Menjaga Hati dengan Kebaikan Agar Tidak Rusak
SESUATU yang paling sulit untuk dijaga saat menghadapi segala permasalahan kehidupan adalah hati. Ketika panca indra menerima informasi dan menyampaikannya ke hati, maka hati akan menyerapnya.
Maka seseorang perlu menjaga hatinya dengan menyaring segala informasi yang diterima oleh panca indra agar tidak mudah menjadi benalu di dalam hati
Ibnu Jauzi dalam kitab Dzamul Hawa mengatakan, “Hendaknya seseorang menutup semua jalan yang dikhawatirkan menimbulkan fitnah-fitnah, karena ketika seseorang sibuk dengan sesuatu darinya, maka ia akan berpaling dari tujuan penciptaannya berupa pengagungan kepada Sang Pencipta dan berpikir tentang kemaslahatan-kemaslahatan.”
Baca Juga: Berhati-hatilah dengan Ego Kita
Menjaga Hati dengan Kebaikan Agar Tidak Rusak
Dalam hadits riwayat Ahmad, Nu’man bin Basyir mengatakan, “Aku mendengar Rasulullah bersabda, “Ingatlah, sesungguhnya di dalam diri manusia terdapat segumpal darah, jika dia baik, maka seluruh jasad baik dan jika dia rusak, maka seluruh jasad rusak, ingatlah dia adalah hati.”
Banyak kisah dari salafusshalih yang rela menyingkirkan barang-barang yang mengganggu fokusnya dan menyibukkan hatinya.
Seperti Ibnu Umar yang menjual untanya, saat ditanya “Kenapa kamu tidak mempertahankannya?” Ibnu Umar menjawab,”Sesungguhnya dia penurut. Akan tetapi, dia menghilangkan satu cabang dari hatiku. Maka aku tidak suka menyibukkan hatiku dengan sesuatu apa pun.”

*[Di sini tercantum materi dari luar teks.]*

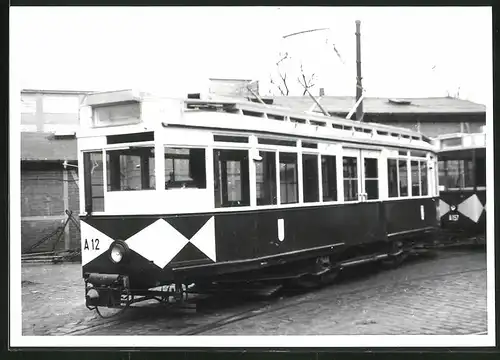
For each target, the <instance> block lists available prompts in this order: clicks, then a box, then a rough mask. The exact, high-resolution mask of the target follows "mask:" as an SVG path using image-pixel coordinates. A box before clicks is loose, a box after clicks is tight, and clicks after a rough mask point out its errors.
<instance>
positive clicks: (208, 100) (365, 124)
mask: <svg viewBox="0 0 500 360" xmlns="http://www.w3.org/2000/svg"><path fill="white" fill-rule="evenodd" d="M146 99H148V100H153V101H154V100H159V101H160V100H162V99H170V100H177V101H179V106H183V108H184V109H183V110H184V111H185V112H188V113H189V112H205V111H206V112H222V113H224V112H226V113H241V114H244V115H251V116H252V115H253V116H256V117H263V118H269V119H270V121H273V120H272V119H278V118H280V117H281V118H283V119H284V118H288V119H290V120H291V119H293V120H294V121H295V120H297V119H299V120H301V121H303V122H305V123H308V124H310V125H314V126H319V127H328V128H330V127H333V128H338V127H343V128H348V129H352V130H353V131H354V130H356V129H361V131H364V130H367V131H368V130H373V129H376V130H378V132H383V133H387V135H388V136H403V137H412V138H419V139H420V138H421V139H422V140H424V141H425V142H427V143H431V139H430V138H428V137H427V136H425V135H424V134H422V133H420V132H417V131H414V130H410V129H406V128H402V127H397V126H391V125H384V124H379V123H370V122H359V121H356V120H350V119H345V118H343V117H340V116H335V115H330V116H327V115H324V114H322V113H318V112H315V111H305V110H302V109H296V108H292V107H288V106H280V105H276V104H262V103H260V102H256V101H255V100H253V99H252V100H249V99H247V98H242V97H227V96H214V95H212V94H208V95H204V94H195V95H194V96H193V95H191V96H189V95H188V97H187V98H167V97H163V96H156V95H154V94H150V93H143V92H139V91H134V90H121V91H110V92H100V93H93V94H89V95H88V96H87V99H86V101H85V105H87V106H93V107H99V106H107V105H113V104H118V103H127V102H141V101H144V100H146ZM311 101H312V99H311Z"/></svg>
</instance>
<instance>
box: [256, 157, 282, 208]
mask: <svg viewBox="0 0 500 360" xmlns="http://www.w3.org/2000/svg"><path fill="white" fill-rule="evenodd" d="M259 155H260V156H261V157H262V161H258V162H256V163H255V170H256V182H257V189H256V190H257V205H275V204H276V203H277V198H276V197H277V192H276V153H274V152H271V151H259Z"/></svg>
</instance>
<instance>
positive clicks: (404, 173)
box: [398, 159, 408, 196]
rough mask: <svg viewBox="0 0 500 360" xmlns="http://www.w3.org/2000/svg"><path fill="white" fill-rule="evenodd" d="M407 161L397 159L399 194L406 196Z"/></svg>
mask: <svg viewBox="0 0 500 360" xmlns="http://www.w3.org/2000/svg"><path fill="white" fill-rule="evenodd" d="M407 167H408V165H407V161H406V160H404V159H399V160H398V169H399V196H408V170H407Z"/></svg>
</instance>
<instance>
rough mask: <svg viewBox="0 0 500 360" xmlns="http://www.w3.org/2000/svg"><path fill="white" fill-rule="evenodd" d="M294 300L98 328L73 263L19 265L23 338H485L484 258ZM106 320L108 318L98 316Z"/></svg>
mask: <svg viewBox="0 0 500 360" xmlns="http://www.w3.org/2000/svg"><path fill="white" fill-rule="evenodd" d="M376 269H377V268H376V267H374V266H365V267H363V268H358V269H356V271H353V270H351V271H350V272H349V273H347V274H346V275H345V276H342V277H341V278H340V279H339V280H338V281H337V282H336V283H334V284H332V285H329V286H326V287H323V288H321V289H316V290H311V291H308V292H305V293H301V294H294V295H293V296H290V295H289V294H288V295H286V294H285V295H283V296H281V295H279V296H276V297H274V298H272V299H267V300H266V302H265V303H263V302H262V300H259V299H257V300H252V301H241V300H240V301H236V302H235V301H232V302H231V301H228V302H227V303H224V302H223V301H217V306H215V307H214V306H207V307H206V309H203V308H202V309H200V311H199V312H191V313H189V312H188V313H186V312H178V311H172V310H168V309H166V308H165V307H164V306H161V305H159V304H157V303H155V302H152V303H150V304H144V305H143V306H141V308H139V309H129V310H127V312H126V313H124V315H123V317H117V318H112V319H100V318H99V317H98V316H97V315H96V313H95V312H91V311H89V310H88V309H87V308H86V307H85V306H84V284H83V280H82V278H81V267H80V264H62V265H23V268H22V281H23V285H22V308H23V326H22V328H23V335H66V334H67V335H70V334H73V335H79V334H82V335H83V334H85V335H120V334H125V335H175V334H198V333H199V334H203V335H212V334H213V335H235V334H238V335H349V334H353V335H358V334H366V335H368V334H370V335H384V334H422V335H423V334H442V335H453V334H472V333H479V332H485V331H486V327H487V318H486V255H485V252H484V250H477V249H455V250H445V251H441V252H439V253H438V255H437V256H435V257H425V258H421V259H416V260H410V261H407V262H406V263H405V264H404V265H403V266H401V267H399V268H397V269H393V270H384V271H376ZM103 313H106V314H110V313H111V310H108V309H104V310H103Z"/></svg>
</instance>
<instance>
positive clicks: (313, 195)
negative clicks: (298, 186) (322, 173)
mask: <svg viewBox="0 0 500 360" xmlns="http://www.w3.org/2000/svg"><path fill="white" fill-rule="evenodd" d="M302 181H303V184H304V202H317V201H319V174H318V155H313V154H303V155H302Z"/></svg>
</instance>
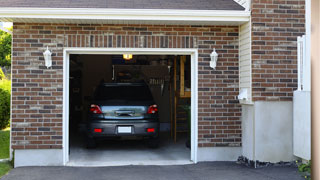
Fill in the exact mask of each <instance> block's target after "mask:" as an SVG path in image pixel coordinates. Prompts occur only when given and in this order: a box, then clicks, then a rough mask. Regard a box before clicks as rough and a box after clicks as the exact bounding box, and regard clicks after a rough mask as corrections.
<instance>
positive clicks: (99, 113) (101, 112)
mask: <svg viewBox="0 0 320 180" xmlns="http://www.w3.org/2000/svg"><path fill="white" fill-rule="evenodd" d="M90 112H92V113H93V114H102V111H101V108H100V107H99V106H98V105H95V104H91V107H90Z"/></svg>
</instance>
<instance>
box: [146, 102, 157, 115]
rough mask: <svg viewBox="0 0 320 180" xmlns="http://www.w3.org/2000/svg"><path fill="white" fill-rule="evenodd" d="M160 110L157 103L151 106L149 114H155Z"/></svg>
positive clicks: (148, 110)
mask: <svg viewBox="0 0 320 180" xmlns="http://www.w3.org/2000/svg"><path fill="white" fill-rule="evenodd" d="M157 112H158V106H157V105H156V104H154V105H151V106H149V108H148V112H147V113H148V114H155V113H157Z"/></svg>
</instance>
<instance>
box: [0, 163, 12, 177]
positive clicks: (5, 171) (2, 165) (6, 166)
mask: <svg viewBox="0 0 320 180" xmlns="http://www.w3.org/2000/svg"><path fill="white" fill-rule="evenodd" d="M10 169H12V166H11V165H10V162H0V178H1V177H2V176H4V175H6V174H7V173H8V172H9V171H10Z"/></svg>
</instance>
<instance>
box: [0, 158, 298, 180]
mask: <svg viewBox="0 0 320 180" xmlns="http://www.w3.org/2000/svg"><path fill="white" fill-rule="evenodd" d="M297 169H298V168H297V167H293V166H271V167H265V168H259V169H253V168H249V167H246V166H244V165H239V164H236V163H235V162H212V163H198V164H192V165H178V166H121V167H20V168H15V169H13V170H11V171H10V172H9V174H8V175H6V176H4V177H3V180H21V179H23V180H39V179H45V180H57V179H63V180H75V179H77V180H82V179H84V180H87V179H90V180H105V179H107V180H120V179H121V180H144V179H147V180H151V179H152V180H165V179H170V180H181V179H183V180H303V179H304V178H303V177H301V175H300V174H299V173H298V172H297Z"/></svg>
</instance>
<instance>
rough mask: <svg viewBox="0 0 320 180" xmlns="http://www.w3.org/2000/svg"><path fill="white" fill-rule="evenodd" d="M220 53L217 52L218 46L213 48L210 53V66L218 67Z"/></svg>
mask: <svg viewBox="0 0 320 180" xmlns="http://www.w3.org/2000/svg"><path fill="white" fill-rule="evenodd" d="M218 56H219V55H218V53H217V52H216V48H214V49H213V51H212V53H211V54H210V58H211V61H210V67H211V68H213V69H216V66H217V61H218Z"/></svg>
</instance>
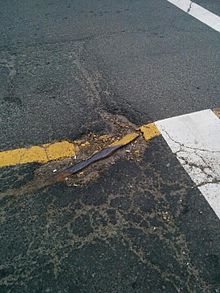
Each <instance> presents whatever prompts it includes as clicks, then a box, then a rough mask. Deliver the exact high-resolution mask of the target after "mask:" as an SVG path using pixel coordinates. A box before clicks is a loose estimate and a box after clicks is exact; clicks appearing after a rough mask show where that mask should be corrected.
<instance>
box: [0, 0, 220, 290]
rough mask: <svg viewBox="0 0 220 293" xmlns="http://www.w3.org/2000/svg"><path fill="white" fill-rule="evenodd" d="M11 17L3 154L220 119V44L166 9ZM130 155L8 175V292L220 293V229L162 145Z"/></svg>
mask: <svg viewBox="0 0 220 293" xmlns="http://www.w3.org/2000/svg"><path fill="white" fill-rule="evenodd" d="M195 2H196V3H198V4H199V5H201V6H202V7H204V8H206V9H208V10H209V11H211V12H213V13H215V14H216V15H220V2H219V1H217V0H212V1H207V0H206V1H205V0H197V1H195ZM0 4H1V13H0V35H1V38H0V150H1V151H4V150H10V149H14V148H20V147H28V146H31V145H39V144H43V143H44V144H45V143H51V142H54V141H59V140H69V141H73V140H78V139H85V140H89V139H90V138H91V134H92V135H94V134H95V135H97V136H100V135H103V134H110V133H111V132H112V131H113V130H112V129H114V131H113V132H114V135H115V132H117V131H118V133H120V127H119V126H120V125H123V126H124V125H125V124H127V125H128V129H129V127H133V126H132V125H133V124H135V125H141V124H143V123H148V122H152V121H156V120H159V119H164V118H168V117H172V116H176V115H181V114H185V113H190V112H194V111H199V110H203V109H207V108H208V109H212V108H216V107H219V106H220V33H219V32H217V31H215V30H213V29H212V28H211V27H209V26H207V25H205V24H203V23H202V22H200V21H198V20H197V19H195V18H193V17H192V16H190V15H188V14H187V13H185V12H183V11H182V10H180V9H178V8H177V7H176V6H174V5H172V4H171V3H169V2H168V1H166V0H156V1H155V0H112V1H107V0H94V1H87V0H85V1H82V0H74V1H70V0H68V1H58V0H38V1H34V0H24V1H18V0H11V1H3V0H1V1H0ZM115 119H116V120H117V121H119V122H118V124H117V123H116V124H117V127H116V128H114V127H112V124H114V123H115V122H114V121H115ZM125 121H126V122H125ZM132 123H133V124H132ZM132 148H133V149H132ZM88 153H89V154H91V151H89V150H88ZM88 153H87V155H88ZM125 153H126V152H125V151H124V150H120V151H119V153H118V154H117V155H116V157H114V158H109V159H108V160H107V162H105V163H102V162H100V163H98V164H97V165H95V166H94V167H93V166H91V167H89V168H88V171H87V174H86V176H87V177H86V179H82V180H81V179H80V180H79V182H78V181H77V180H78V179H74V178H72V179H71V178H70V183H68V182H67V183H65V184H64V183H56V184H52V185H48V186H43V187H42V186H40V182H41V181H40V180H41V178H42V175H43V176H46V175H45V174H47V173H49V172H51V170H53V169H54V168H61V167H63V166H65V164H69V161H67V163H66V161H65V162H58V163H56V162H55V163H54V162H52V163H48V164H46V165H45V166H42V165H39V164H26V165H22V166H15V167H4V168H2V169H1V170H0V188H1V191H0V206H1V210H0V223H1V236H0V243H1V244H0V292H22V293H24V292H27V293H29V292H30V293H32V292H61V293H62V292H67V293H69V292H70V293H75V292H76V293H78V292H79V293H87V292H88V293H90V292H91V293H95V292H103V293H124V292H126V293H127V292H128V293H130V292H134V293H136V292H138V293H142V292H143V293H148V292H155V293H159V292H166V293H167V292H184V293H185V292H204V293H206V292H214V293H219V292H220V249H219V247H220V222H219V218H218V217H217V216H216V214H215V213H214V212H213V210H212V209H211V207H210V206H209V205H208V203H207V202H206V200H205V198H204V197H203V196H202V195H201V193H200V192H199V190H198V189H197V188H196V186H195V185H194V183H193V182H192V180H191V179H190V177H189V176H188V175H187V173H186V172H185V171H184V170H183V168H182V167H181V165H180V164H179V162H178V161H177V159H176V158H175V156H174V155H173V154H172V153H171V150H170V149H169V147H168V146H167V144H166V143H165V141H164V140H163V138H162V137H156V138H154V139H153V140H152V141H150V142H149V143H148V144H147V145H146V142H143V141H142V140H140V141H139V140H138V142H137V144H136V145H131V146H129V147H128V149H127V154H129V155H130V154H132V155H131V157H130V158H126V156H125ZM82 158H84V157H82ZM91 174H92V175H91ZM37 176H40V177H39V178H40V179H38V177H37ZM82 176H83V174H82ZM35 178H37V179H35ZM74 180H75V181H74ZM28 182H31V184H28ZM25 186H27V187H25ZM40 187H42V188H40ZM4 193H5V195H4Z"/></svg>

Demikian pula Al-Harits bin Nabhan pernah berkata, “Aku datang dari Mekkah, lalu aku menghadiahkan sebuah teko kepada Malik bin DInar sehingga teko ini di rumah Malik bin Dinar. Suatu hari aku datang dan duduk di majelisnya. Selesai dari majelis, ia berkata kepadaku, “Wahai Harits, kemarilah, ambillah teko itu, sesungguhnya dia telah menyibukkan hatiku.”
Aku (Al-Harits) berkata, “Wahai Abu Yahya, “Sesungguhnya aku membelinya untukmu, agar kamu gunakan untuk berwudhu dan meminum.” Ia berkata, “Wahai Harits, sesungguhnya jika aku memasuki masjid, maka setan datang kepadaku dan berkata, “Wahai Malik, sesungguhnya tekomu dicuri.” Sungguh dia telah menyibukkan hatiku.”
Bahaya yang terbesar saat seseorang tidak menjaga hatinya adalah saat ia mengosongkan hati dari berpikir tentang akhirat, karena ketika itu muncullah kelalaian dalam hatinya.
Saat hati sudah lalai dari akhirat, maka mudah bagi seseorang untuk melakukan sesuatu yang tidak memberikan kebaikan untuk kehidupan akhiratnya.
Ketidakpedulian dengan akhirat menjadikan seseorang mengabaikan syariat yang mengatur aktivitasnya selama dunia serta berpengaruh pada kehidupan akhiratnya.
Hati ibarat sebuah wadah, jika diisi dengan kebenaran maka ia akan menampakkan cahayanya. Saat hati seseorang bersih dari prasangka buruk dan penuh dengan ketaatan maka perilaku yang tampak dari orang tersebut akan mencerminkan sikap-sikap positif.